Primary monocytes (1×10⁶×0.5 ml⁻¹ cells) were incubated with PVL (0.04 μg/ml), α-toxin (10 μg/ml), Protein A (10 and 100 μg/ml), and PSMα1 and -2 (25–100 μg/ml) for 3 h or were left untreated; the K⁺-ionophore nigericin (20 μM) served as positive control. After incubation, cells were washed and stained with PI for flow cytometry (A), and cell culture supernatants were analyzed for IL-1β or TNF-α by ELISA (B). The values represent the means ± sd from at least three experiments. Statistical differences were determined by ANOVA (*P≤0.05; **P≤0.01; ***P≤0.001 compared with control).

Figure 9.. PVL has no effect on murine BMDMs.

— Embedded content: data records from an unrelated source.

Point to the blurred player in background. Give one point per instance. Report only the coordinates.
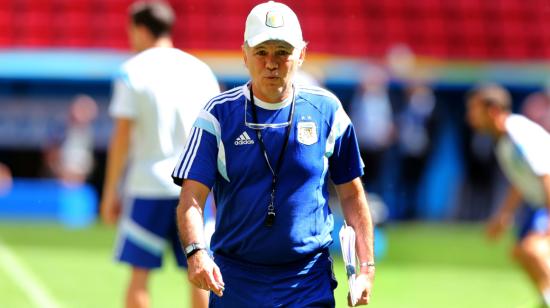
(266, 149)
(156, 98)
(523, 152)
(69, 157)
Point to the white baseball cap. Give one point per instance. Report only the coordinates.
(273, 21)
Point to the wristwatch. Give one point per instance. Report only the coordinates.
(192, 248)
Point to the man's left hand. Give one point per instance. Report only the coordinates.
(363, 286)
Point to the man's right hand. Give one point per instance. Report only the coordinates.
(110, 209)
(204, 273)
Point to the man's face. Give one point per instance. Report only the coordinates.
(477, 115)
(272, 66)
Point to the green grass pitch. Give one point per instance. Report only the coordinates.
(427, 265)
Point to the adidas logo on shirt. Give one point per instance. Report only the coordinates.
(243, 139)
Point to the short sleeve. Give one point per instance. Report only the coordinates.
(123, 102)
(345, 162)
(199, 160)
(533, 142)
(536, 149)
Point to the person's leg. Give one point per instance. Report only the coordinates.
(137, 295)
(140, 244)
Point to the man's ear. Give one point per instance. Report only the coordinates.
(302, 55)
(245, 58)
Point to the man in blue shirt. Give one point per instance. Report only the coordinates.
(266, 149)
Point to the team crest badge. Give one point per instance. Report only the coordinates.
(307, 133)
(274, 19)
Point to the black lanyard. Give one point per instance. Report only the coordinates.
(270, 218)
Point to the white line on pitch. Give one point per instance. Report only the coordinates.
(25, 279)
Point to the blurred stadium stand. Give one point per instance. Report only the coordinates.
(52, 50)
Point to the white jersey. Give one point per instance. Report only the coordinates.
(162, 90)
(524, 156)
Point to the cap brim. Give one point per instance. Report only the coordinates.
(273, 36)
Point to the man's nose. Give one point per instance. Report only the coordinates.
(270, 63)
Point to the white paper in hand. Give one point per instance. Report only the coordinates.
(347, 242)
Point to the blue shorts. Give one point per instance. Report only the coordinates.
(304, 284)
(532, 219)
(146, 227)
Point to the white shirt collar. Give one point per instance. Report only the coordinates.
(265, 105)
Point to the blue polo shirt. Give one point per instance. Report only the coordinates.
(224, 154)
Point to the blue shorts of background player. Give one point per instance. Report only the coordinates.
(301, 284)
(146, 227)
(532, 219)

BMDMs were prestimulated with ultrapure LPS (1 μg/ml) for 6 h and then incubated further with PVL (4 μg/ml) for 30 min or costimulated for 6 h with LPS and PVL. Thirty minutes of treatment with nigericin served as a positive control. After incubation, cells were washed and stained with PI (A), and cell culture supernatants were analyzed for IL-1β (B) or TNF-α (C) by CBA. The values represent the means ± sd from at least three experiments. Statistical differences were determined by ANOVA (**P≤0.01 compared with control). BMDMs were incubated with unlabeled and FITC-conjugated LukS and/or LukF (1.0 or 4.0 μg/ml) for 1 h and washed, and binding of toxin was quantified by flow cytometry. Rate of binding was calculated by the MFI shift between untreated control cells and toxin-treated cells. The values represent the mean ± sd of at least three independent experiments (D).

Figure 10.. Proposed mechanism of PVL-induced inflammasome activation.

PVL leads to K⁺-efflux and CTSB activation, which consecutively activates the inflammasome and induces pyronecrosis. Activated caspase-1 processes IL-1β and IL-18. All steps can be blocked by specific inhibitors.